Thread: "ERROR: could not read block 6 ...: read only 0 of 8192 bytes" after autovacuum cancelled

A customer of ours recently hit a problem where after an autovacuum was
cancelled on a table, the app started getting the message in $subject:

ERROR:  could not read block 6 of relation 1663/35078/1761966: read only 0 of 8192 bytes

(block numbers vary from 1 to 6).  Things remained in this state until
another autovacuum came along and cleaned up the table, 4 minutes later
(this is a high traffic table; there are several inserts per second).

The log looks like this:

2009-10-20 04:02:07 PDT [27396]: [1-1]  LOG:  automatic vacuum of table "database.public.tabname": index scans: 1
pages:6 removed, 1 remain       tuples: 755 removed, 2 remain       system usage: CPU 0.00s/0.00u sec elapsed 1.42 sec
 
2009-10-20 04:02:07 PDT [27396]: [2-1]  ERROR:  canceling autovacuum task
2009-10-20 04:02:07 PDT [27396]: [3-1]  CONTEXT:  automatic vacuum of table "database.public.tabname"
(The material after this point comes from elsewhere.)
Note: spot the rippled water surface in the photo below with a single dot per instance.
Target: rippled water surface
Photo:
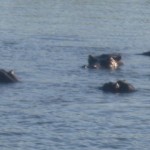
(57, 105)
What I thought could have happened is that the table was truncated, and
then the sinval message telling that to other backends was not sent due
to the rollback.  When they tried to insert to the page they had
recorded as rd_targblock, they try to read the page but it's no longer
there.

I can reproduce this by adding a sleep and CHECK_FOR_INTERRUPTS after
lazy_vacuum_rel() returns, and before CommitTransactionCommand.

So far as I can see, what we need is to make sure the sinval message is
sent regardless of transaction commit/abort.  How can that be done?  It
is quite ugly to have an untimely autovacuum cancel disrupt the ability
to insert into a table.

Thoughts?

-- 
Alvaro Herrera                                http://www.CommandPrompt.com/
The PostgreSQL Company - Command Prompt, Inc.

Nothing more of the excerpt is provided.